- Founded: 1954
- Founder: Bob King Crawford
- Defunct: 1961
- Status: Defunct
- Genre: Various
- Country of origin: Australia
- Location: Melbourne

= Planet Records (Australian record label) =

Planet Records was an independent Australian record label that was founded in the 1950s. Acts that recorded for the label include, the The Andre Schuster Ensemble, Judy Banks, the Henri Bource All Stars, Kevin Shegog, The Three Beats, Alan Rhodes & his Orchestra, and the Hi-Marks.
==Background==
Planet Records was founded by Bob King Crawford in 1954. It would become Australia's largest independent record company during that period.

Crawford also formed the Talent City label which would release some earlier Planet recordings.

Besides Talent City, other record labels connected with Planet Records were, the Galaxy, Star, Baton, Constellation, Jazz Inc, Homestead, Probe, Rebel, and Choir labels.
==History==
In 1955, Planet Records and Constellation Records released the Billy Hyde album, Drumbeat on PXC 101.

By February 1956, Bob Crawford and Marcus Herman were promoting their six-track 7" EPs. The process for putting three tracks on each side was allegedly a secret. The first release was Samba Rhumba Time by The Three Beats, an ensemble comprising Andre Schuster on bass, Wally Wood on bongos and Adriano Giusti on piano.

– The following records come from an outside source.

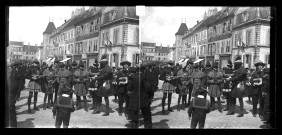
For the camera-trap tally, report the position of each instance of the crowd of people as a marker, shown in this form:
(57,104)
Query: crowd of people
(135,86)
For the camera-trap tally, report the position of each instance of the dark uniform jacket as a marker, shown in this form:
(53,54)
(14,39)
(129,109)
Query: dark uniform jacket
(256,89)
(150,79)
(239,76)
(134,86)
(199,108)
(122,87)
(168,72)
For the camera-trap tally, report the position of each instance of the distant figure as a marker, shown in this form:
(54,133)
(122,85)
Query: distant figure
(198,109)
(63,107)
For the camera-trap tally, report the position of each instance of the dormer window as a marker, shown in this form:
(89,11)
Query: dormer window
(114,15)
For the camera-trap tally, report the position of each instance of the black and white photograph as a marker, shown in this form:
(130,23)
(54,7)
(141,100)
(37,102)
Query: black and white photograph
(136,67)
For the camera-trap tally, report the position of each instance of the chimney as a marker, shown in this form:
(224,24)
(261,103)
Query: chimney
(72,14)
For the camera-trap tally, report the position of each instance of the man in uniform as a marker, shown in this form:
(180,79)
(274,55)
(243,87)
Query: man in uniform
(64,76)
(240,75)
(139,99)
(56,83)
(150,78)
(122,91)
(34,84)
(228,72)
(80,81)
(256,90)
(104,75)
(13,87)
(92,86)
(72,70)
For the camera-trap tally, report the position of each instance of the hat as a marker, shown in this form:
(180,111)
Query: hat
(190,61)
(56,60)
(104,57)
(96,64)
(35,61)
(125,62)
(208,64)
(229,63)
(132,69)
(200,91)
(238,59)
(61,65)
(259,63)
(16,63)
(215,65)
(170,63)
(81,63)
(266,70)
(196,65)
(74,63)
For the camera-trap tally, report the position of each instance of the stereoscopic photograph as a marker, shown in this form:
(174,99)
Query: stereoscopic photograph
(136,67)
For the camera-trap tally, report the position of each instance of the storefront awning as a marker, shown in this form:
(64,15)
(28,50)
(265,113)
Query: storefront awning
(66,59)
(197,61)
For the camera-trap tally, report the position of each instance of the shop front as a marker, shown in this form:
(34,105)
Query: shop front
(223,60)
(90,59)
(210,59)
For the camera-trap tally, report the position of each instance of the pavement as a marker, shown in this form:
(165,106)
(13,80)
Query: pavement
(82,119)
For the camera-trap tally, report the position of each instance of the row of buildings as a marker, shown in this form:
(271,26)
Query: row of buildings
(220,35)
(153,52)
(19,50)
(89,34)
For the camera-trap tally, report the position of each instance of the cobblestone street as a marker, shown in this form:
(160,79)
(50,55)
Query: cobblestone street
(82,119)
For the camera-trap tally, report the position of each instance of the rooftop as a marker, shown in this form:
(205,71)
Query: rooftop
(50,28)
(182,28)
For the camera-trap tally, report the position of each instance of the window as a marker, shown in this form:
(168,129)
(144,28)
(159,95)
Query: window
(114,15)
(116,33)
(222,46)
(213,49)
(248,37)
(227,46)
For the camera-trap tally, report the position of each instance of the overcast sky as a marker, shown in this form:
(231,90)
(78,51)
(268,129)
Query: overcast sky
(160,24)
(28,23)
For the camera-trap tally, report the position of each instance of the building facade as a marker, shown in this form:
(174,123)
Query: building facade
(178,48)
(219,36)
(120,35)
(162,53)
(252,29)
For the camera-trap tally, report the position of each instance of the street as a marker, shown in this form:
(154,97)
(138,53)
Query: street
(82,119)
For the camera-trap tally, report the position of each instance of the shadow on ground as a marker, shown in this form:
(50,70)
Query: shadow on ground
(26,124)
(161,124)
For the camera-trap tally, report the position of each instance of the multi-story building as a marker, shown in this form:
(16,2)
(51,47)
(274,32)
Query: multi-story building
(219,36)
(161,53)
(148,51)
(47,43)
(29,52)
(17,50)
(252,29)
(179,49)
(120,35)
(62,40)
(14,50)
(87,35)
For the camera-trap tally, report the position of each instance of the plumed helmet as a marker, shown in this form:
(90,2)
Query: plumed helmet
(215,65)
(238,60)
(74,63)
(229,63)
(208,64)
(259,63)
(125,62)
(81,64)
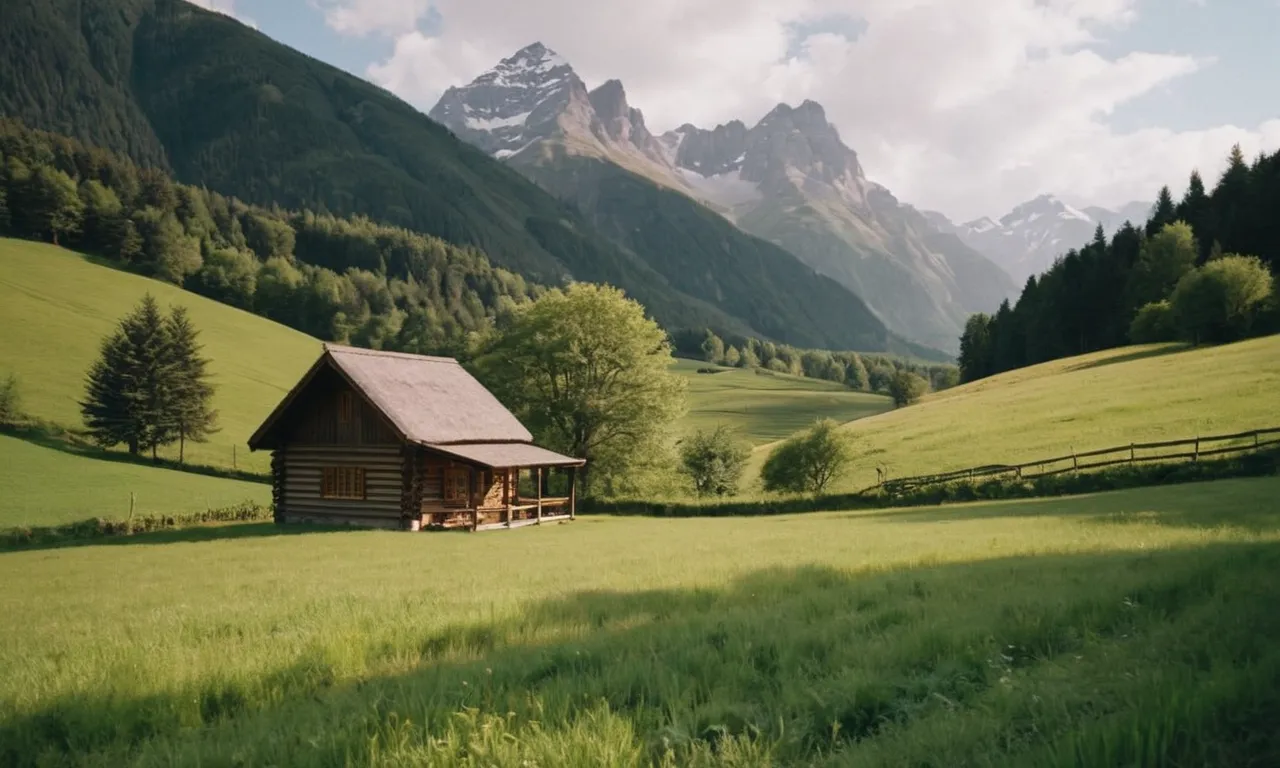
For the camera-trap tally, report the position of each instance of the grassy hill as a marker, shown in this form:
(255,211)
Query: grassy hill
(56,306)
(767,406)
(227,108)
(1096,401)
(48,487)
(1111,630)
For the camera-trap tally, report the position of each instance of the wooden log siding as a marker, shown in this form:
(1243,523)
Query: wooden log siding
(384,484)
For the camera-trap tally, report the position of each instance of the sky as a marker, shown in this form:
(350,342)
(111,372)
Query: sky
(968,108)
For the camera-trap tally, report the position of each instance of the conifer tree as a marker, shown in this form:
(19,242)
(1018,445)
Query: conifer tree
(1164,211)
(128,396)
(191,394)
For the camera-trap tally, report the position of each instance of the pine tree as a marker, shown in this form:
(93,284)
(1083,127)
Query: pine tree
(191,393)
(1164,211)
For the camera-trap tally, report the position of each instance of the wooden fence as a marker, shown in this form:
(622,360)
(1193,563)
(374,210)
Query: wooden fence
(1192,449)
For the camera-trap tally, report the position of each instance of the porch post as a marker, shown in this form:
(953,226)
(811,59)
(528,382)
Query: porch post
(475,504)
(506,490)
(538,480)
(572,493)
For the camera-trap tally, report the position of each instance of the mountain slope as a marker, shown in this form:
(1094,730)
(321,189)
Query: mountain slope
(1027,240)
(789,181)
(227,108)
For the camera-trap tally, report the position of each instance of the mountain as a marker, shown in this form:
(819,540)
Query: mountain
(1027,240)
(790,181)
(223,106)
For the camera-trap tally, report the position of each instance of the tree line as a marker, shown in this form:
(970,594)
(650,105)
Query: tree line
(150,384)
(348,280)
(859,371)
(1201,269)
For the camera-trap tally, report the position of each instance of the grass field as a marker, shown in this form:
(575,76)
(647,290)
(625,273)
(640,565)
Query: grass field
(1124,629)
(1091,402)
(55,307)
(48,487)
(767,406)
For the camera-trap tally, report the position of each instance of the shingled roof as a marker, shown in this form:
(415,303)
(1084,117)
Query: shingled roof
(430,401)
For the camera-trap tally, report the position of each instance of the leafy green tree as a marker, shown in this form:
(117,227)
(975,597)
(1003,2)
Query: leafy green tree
(1221,301)
(809,461)
(856,375)
(54,209)
(190,396)
(10,400)
(589,373)
(714,461)
(228,275)
(127,397)
(1165,257)
(1153,324)
(906,388)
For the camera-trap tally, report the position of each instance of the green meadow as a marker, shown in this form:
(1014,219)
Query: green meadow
(1127,629)
(58,306)
(44,485)
(1096,401)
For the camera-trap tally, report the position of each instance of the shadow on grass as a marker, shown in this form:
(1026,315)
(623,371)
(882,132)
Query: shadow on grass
(1251,504)
(810,662)
(1132,356)
(58,438)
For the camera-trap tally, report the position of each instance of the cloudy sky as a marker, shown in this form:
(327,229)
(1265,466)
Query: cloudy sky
(963,106)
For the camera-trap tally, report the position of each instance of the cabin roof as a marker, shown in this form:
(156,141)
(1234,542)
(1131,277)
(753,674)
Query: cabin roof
(430,401)
(508,455)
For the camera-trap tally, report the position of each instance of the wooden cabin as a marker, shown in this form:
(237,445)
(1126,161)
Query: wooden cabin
(385,439)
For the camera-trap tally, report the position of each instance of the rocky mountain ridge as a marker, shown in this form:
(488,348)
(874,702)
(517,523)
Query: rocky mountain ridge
(789,179)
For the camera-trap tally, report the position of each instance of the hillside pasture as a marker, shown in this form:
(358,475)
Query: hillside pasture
(766,406)
(1121,629)
(58,306)
(1082,403)
(44,485)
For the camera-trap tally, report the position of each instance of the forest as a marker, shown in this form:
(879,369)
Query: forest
(1196,272)
(347,279)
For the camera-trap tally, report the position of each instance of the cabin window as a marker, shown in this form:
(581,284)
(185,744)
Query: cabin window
(457,485)
(343,483)
(346,407)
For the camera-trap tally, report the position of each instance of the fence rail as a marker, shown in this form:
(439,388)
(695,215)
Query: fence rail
(1201,447)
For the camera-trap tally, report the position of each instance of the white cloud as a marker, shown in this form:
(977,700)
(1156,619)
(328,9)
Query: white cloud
(965,108)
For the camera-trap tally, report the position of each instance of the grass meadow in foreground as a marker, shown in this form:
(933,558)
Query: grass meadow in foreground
(767,406)
(49,487)
(55,307)
(1133,627)
(1097,401)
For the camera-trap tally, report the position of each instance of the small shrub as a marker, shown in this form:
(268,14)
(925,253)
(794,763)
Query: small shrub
(714,461)
(906,388)
(1153,324)
(809,461)
(10,400)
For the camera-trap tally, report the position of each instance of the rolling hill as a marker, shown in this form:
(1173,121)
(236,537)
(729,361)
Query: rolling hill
(223,106)
(58,306)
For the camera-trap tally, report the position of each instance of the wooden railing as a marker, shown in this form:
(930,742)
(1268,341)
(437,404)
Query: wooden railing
(1196,448)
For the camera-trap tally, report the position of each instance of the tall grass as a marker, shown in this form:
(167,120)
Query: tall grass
(1133,626)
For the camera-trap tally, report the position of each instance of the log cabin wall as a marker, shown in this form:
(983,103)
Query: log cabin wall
(342,462)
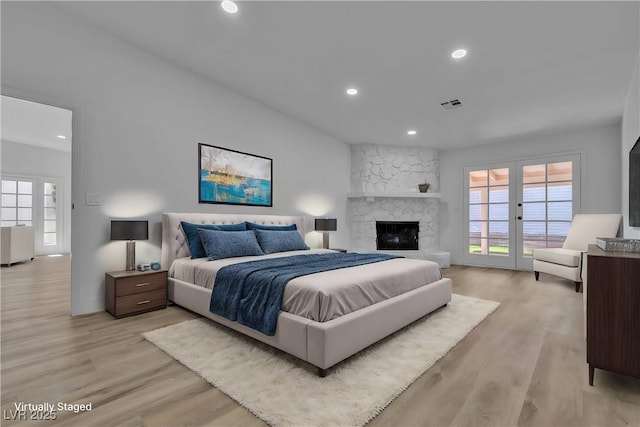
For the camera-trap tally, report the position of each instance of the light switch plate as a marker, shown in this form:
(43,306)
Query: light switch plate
(93,199)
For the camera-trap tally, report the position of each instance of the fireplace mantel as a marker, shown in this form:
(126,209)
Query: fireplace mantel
(403,195)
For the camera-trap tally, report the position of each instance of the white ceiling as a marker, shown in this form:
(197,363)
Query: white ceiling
(36,124)
(532,66)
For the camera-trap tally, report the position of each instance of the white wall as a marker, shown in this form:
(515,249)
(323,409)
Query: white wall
(137,122)
(32,161)
(630,134)
(599,148)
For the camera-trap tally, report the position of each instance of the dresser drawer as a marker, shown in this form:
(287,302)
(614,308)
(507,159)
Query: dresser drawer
(145,301)
(142,283)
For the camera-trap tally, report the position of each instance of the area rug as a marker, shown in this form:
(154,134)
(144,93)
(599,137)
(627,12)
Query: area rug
(284,391)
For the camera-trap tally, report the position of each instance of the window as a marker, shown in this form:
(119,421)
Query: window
(17,202)
(489,211)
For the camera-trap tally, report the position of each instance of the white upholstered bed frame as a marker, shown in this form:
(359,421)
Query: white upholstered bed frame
(322,344)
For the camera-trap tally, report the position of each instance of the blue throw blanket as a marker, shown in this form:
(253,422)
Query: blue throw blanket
(251,292)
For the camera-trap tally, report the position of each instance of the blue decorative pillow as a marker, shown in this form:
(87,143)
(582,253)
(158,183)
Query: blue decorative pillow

In 1956, The Don Harper Quartette released the Hot Fiddle album on Planet subsidiary, Constellation CMG 101.

Rochelle Turner was a singer who had been a permanent fixture at the Chevron Hotel, in St. Kilda Road since 1955.It was reported in the 18 February issue of The Argus that the young singer had recorded songs for Planet and they were to be released on a record shortly. She had been a permanent fixture at the Chevron Hotel, in St. Kilda Road since 1955. A 10 Inch LP Songs of World War Two that was released was credited to Bruce Clarke and his Music with Rochelle Turner, Jack Bowkett and the Commandos. The album was reviewed by Bernard Fletcher in the 10 October issue of the Australian Women's Weekly. Fletcher wrote that the producers deserved a handclap for the originality of presenting a medley of tunes that represented the spirit of their servicemen of that period. But he also wrote that he would have preferred the music to be more off mike so that the singers could be more forward.

André Schuster was a maestro gypsy violinist and double bass player from Transylvania. He was part of the Andre and Adriano act which was made up of himself on bass and pianist Adriano Guisti. According to the 6 August 1955 issue of The Argus, Schuster was playing a Framus "Triumph" electric metal-stringed bass which was imported from Germany. The team of Schuster and Guisti achieved a level of popularity with the supper crowd and by March 1956 had moved back to the Astoria Hotel.
Andre Schuster and his group, The Andre Schuster Ensemble released their In Exotic Rhythm EP on Planet PZ017 in 1956. The EP would be reissued in 1963 on the Talent City label.

In 1958 Planet Records produced Australia's first rock and roll album, Rock and Roll Dance Party which featured the artists, the Henri Bource All Stars, Peter McLean and Beverly Dick.

in 1960 Kevin Shegog had his six-track Deep Down in Shegog EP released on Planet PZ 151.

In 1961, the label released the Peter Mc Lean single, "Starbright" bw "Clementine" on Planet PX-039.

Planet records was bought out by a company called Telefil in 1961. Planet also came to an that year.